For DDL behavior, including add/drop/rename semantics and current limitations, see Schema Changes.

During initial copy, Begin and Commit events may be delivered multiple times due to parallel Table Sync Workers creating separate replication slots. These repeated markers do not by themselves duplicate row events, but ETL is an at-least-once system, so destinations must still make row writes idempotent across retries and restarts.

Handle this by either:

  • Tracking commit_lsn plus tx_ordinal to identify repeated Begin/Commit markers
  • Ignoring Begin/Commit if transaction markers are not required
async fn write_events(&self, events: Vec<Event>, async_result: WriteEventsResult<()>) -> EtlResult<()> {
let result = async {
for event in events {
match event {
Event::Insert(e) => self.handle_insert(e).await?,
Event::Update(e) => self.handle_update(e).await?,
Event::Delete(e) => self.handle_delete(e).await?,
Event::Truncate(e) => self.handle_truncate(e).await?,
Event::Relation(e) => self.handle_schema(e).await?,
// Transaction markers - safe to ignore for most consumers.
Event::Begin(_) | Event::Commit(_) => {}
Event::Unsupported => {}
}
}
Ok(())
}
.await;
async_result.send(result);
Ok(())
}

Every event includes LSN (Log Sequence Number) fields plus a transaction-local ordinal that are critical for understanding event ordering, checkpointing, and idempotent destination writes.

An LSN is a pointer to a position in Postgres's Write-Ahead Log (WAL).
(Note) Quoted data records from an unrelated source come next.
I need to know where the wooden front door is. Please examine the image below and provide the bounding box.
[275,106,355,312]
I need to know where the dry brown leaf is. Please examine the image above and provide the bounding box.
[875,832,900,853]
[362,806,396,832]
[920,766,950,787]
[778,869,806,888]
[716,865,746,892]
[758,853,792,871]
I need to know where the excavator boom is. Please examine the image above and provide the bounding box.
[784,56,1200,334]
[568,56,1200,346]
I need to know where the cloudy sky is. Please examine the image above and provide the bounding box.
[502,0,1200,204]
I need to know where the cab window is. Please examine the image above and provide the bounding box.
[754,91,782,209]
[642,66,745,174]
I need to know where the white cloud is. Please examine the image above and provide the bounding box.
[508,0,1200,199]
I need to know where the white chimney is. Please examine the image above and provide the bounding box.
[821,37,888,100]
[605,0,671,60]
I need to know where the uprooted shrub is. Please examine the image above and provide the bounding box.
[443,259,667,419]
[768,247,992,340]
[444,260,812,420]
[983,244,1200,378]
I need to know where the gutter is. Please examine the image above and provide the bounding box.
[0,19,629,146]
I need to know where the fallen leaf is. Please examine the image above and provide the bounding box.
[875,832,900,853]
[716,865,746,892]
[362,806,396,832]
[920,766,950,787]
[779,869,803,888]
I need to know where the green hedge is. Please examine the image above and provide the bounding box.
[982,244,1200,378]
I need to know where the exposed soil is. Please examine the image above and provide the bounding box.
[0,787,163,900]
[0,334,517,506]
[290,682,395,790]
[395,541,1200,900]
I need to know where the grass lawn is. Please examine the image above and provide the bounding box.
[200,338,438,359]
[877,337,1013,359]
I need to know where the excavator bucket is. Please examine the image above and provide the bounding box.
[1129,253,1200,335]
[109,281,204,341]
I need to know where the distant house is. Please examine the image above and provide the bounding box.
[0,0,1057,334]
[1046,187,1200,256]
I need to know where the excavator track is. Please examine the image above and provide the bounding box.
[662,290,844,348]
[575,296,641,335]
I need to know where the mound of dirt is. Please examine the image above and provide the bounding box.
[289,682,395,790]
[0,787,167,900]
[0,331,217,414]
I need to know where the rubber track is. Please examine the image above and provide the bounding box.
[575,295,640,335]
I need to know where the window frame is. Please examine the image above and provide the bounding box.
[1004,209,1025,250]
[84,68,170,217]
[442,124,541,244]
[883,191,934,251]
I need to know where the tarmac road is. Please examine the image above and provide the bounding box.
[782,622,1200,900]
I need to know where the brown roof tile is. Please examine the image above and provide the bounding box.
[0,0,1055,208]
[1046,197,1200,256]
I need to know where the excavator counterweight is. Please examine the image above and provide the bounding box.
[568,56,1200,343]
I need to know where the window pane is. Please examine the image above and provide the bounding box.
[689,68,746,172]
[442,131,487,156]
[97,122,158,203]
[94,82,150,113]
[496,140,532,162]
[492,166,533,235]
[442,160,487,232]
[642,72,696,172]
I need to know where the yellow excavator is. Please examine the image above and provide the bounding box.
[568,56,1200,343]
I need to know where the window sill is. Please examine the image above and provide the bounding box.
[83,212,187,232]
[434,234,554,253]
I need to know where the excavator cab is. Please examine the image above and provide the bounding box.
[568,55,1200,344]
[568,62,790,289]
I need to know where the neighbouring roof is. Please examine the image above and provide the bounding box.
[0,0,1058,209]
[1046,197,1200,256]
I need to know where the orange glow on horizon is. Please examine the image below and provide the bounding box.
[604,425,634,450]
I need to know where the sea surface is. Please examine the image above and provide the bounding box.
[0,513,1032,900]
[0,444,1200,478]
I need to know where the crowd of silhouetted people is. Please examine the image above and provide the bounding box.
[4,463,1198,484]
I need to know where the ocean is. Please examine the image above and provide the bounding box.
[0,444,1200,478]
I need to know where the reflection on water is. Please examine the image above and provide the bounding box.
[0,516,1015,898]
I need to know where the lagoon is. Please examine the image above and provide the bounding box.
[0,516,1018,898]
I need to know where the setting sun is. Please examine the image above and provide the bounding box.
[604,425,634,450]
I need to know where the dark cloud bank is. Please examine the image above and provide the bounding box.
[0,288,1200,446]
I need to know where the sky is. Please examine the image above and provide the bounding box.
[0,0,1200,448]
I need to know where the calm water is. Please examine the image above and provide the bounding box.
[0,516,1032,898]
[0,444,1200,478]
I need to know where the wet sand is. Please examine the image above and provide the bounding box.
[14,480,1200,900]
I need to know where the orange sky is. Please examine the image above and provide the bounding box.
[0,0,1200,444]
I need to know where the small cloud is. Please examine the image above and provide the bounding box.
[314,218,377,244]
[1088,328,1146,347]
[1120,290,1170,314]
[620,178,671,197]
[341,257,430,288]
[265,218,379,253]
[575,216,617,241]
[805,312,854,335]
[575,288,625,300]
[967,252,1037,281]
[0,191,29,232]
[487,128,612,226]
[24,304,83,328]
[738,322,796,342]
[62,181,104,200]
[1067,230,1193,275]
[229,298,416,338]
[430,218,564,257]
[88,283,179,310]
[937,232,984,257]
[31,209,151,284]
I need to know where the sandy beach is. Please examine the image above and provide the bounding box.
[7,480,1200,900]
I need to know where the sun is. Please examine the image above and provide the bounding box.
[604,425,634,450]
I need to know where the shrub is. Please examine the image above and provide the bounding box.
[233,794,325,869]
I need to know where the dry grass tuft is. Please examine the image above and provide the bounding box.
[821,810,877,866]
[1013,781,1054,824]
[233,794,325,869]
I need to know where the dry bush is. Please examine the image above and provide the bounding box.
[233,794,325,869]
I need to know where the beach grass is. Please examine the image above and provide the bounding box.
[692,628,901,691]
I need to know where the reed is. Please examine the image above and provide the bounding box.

It's a monotonically increasing 64-bit integer that uniquely identifies a location in the transaction log. Format: 0/16B3748 (segment/offset).

FieldMeaningUse Case
start_lsnPosition where this event was recorded in the WALDebugging and WAL-position context
commit_lsnPosition where the transaction will commitTransaction grouping, recovery checkpoints
tx_ordinalZero-based order of the event within its transactionOrdering and idempotency within a transaction

Key insight: Multiple events share the same commit_lsn when they belong to the same transaction. ETL uses commit_lsn plus tx_ordinal as the stable sequence key for ordered CDC writes.

Consider a transaction that inserts two rows:

BEGIN; -- Transaction starts
INSERT INTO users ...; -- start_lsn: 0/16B3700, commit_lsn: 0/16B3800
INSERT INTO users ...; -- start_lsn: 0/16B3750, commit_lsn: 0/16B3800
COMMIT; -- Transaction commits at 0/16B3800

Both inserts have the same commit_lsn because they commit together. Their tx_ordinal values distinguish their order within the transaction.

For ordering: Use commit_lsn to order transactions and tx_ordinal to order events within the same transaction.

For idempotency: Use the event sequence key, equivalent to (commit_lsn, tx_ordinal), together with the destination's table or row key when detecting replays.

For checkpointing: Store the highest commit_lsn you've processed. On restart, you can resume from that point.

ETL batches events before calling write_events(). A batch may contain events from multiple tables, multiple transactions, and mixed event types. Schema changes do not end a batch: because batching is driven by size and time, one batch may contain multiple Relation events and multiple schema changes.

Ordering requirement: Events affecting the same row (by primary key) must be processed in order. Events for different rows can be processed concurrently.